In fact, the connection itself is the easy part. Standard Extensible Markup Language, known as XML, specifications from associations such as the Open Travel Alliance and Hotel Technology Next Generation are helping make connecting systems much more efficient. For the most part, software developers today already are familiar with the standard specs, and it is just a matter of coding to a particular Application Program Interface. This is not to make light of the effort to connect; it's just that the real "fun" doesn't get started until you take into consideration all the specific variables and essential processes and mapping required to complete the effort.

Push versus pull

First and foremost, decisions need to be made about how the availability, rate and/or inventory (known succinctly as "ARI" in industry jargon) will be distributed. A hotel company must decide if it wants to push ARI to distributors or require a pull (shop) for its system.
 
There are advantages and disadvantages to each. With push, the data might not be quite as accurate when the booking is executed. But if the hotel requires pull, then it must account for huge volumes of shopping messages.

Distributors also must consider how they want to obtain ARI for their consumers, again, with advantages and disadvantages for each method. If the distributor gets a push, then it is required to store immense data on its systems. If the distributor pulls, then it has to account for making its own consumers wait slightly longer for message responses.

Third-party companies often can buffer these systems from the volume of shopping messages and can serve as a consolidation point and mapping solution for both supply and distribution. Hybrid models can be established whereby, for example, some rates or date periods can be pushed while others are shopped. The ARI decision requires a great amount of thought and careful planning.

Array of challenges

Once the determination is made about how the ARI will be distributed, the hotelier then has to consider all the mapping requirements and how to account for the hotelier's particular business logic in a host of unique distribution systems. Room types, rate plans and other fields such as currency-conversion tables, tax calculations and extra person charges all must be mapped to ensure the correct product is being marketed. The rate offerings themselves often become the most complex challenge. Hotel companies that calculate an offering based on length of stay and other total revenue considerations must devise a method to load product into distribution systems that only load daily rates. Keeping these offerings accurate and up to date is an ongoing effort.

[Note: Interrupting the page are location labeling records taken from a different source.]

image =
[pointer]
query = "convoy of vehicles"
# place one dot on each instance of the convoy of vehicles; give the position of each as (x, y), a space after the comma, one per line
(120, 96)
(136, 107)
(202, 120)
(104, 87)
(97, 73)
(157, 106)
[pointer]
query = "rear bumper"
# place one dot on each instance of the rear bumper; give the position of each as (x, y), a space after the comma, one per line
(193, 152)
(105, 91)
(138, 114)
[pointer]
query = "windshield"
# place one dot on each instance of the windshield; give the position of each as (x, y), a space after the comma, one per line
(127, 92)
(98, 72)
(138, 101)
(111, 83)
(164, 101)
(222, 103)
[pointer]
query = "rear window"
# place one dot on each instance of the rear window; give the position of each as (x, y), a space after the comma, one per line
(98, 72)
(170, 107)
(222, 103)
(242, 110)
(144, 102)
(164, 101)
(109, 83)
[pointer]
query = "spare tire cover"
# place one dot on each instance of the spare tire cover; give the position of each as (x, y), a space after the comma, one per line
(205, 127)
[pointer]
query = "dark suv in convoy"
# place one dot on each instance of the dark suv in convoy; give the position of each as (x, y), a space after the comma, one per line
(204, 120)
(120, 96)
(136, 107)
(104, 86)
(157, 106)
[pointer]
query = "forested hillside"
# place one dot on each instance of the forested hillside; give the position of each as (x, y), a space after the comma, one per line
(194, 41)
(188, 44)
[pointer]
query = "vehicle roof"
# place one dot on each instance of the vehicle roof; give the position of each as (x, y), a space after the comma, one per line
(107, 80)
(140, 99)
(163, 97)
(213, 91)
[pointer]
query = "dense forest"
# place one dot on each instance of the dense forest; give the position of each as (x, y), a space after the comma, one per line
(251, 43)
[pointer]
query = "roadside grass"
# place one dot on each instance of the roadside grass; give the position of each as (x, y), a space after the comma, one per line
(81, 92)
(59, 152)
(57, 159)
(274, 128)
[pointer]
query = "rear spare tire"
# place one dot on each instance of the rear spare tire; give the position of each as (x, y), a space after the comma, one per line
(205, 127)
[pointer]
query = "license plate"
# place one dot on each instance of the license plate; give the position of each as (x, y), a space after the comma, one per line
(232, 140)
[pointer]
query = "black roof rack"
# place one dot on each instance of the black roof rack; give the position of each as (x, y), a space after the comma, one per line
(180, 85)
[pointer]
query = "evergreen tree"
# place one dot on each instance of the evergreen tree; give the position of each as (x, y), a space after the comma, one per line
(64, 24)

There also are issues to consider related to the delivery of the reservations. Many distribution companies strive for booking notifications so they can send the consumer on their way and simply notify a hotel company of a reservation, feeling confident the hotel company will accept the reservation and honor the rate regardless of actual status. But many hotel companies insist on a booking request so that the final availability check and rate are booked at the moment of the booking request. In such cases, very sophisticated processes must be in place in order to accomplish the goal for both sides.

Making a successful connection

A successful connection today is less about the messages themselves and more about a company's ability to match business practices and philosophies. More often the "specs" match but the business rules are very different.

When standard XML specifications were first released, many in the industry predicted the proliferation of direct connects and a struggle for third-party connectivity solutions companies. But in fact, the complexities associated with today's connectivity and the effort required to support numerous connections is creating an environment of opportunity and productivity for third parties.

Yes, as connectivity evolves, it brings a whole new set of issues and challenges. However, the electronic delivery of hotel reservations also has improved dramatically, and the end-consumer ultimately has become the primary beneficiary. The hoteliers and distribution companies benefit as well by offering that product online easily to the consumer and by the cost savings and efficiencies realized through the automation. These benefits certainly make it worth the trouble to connect.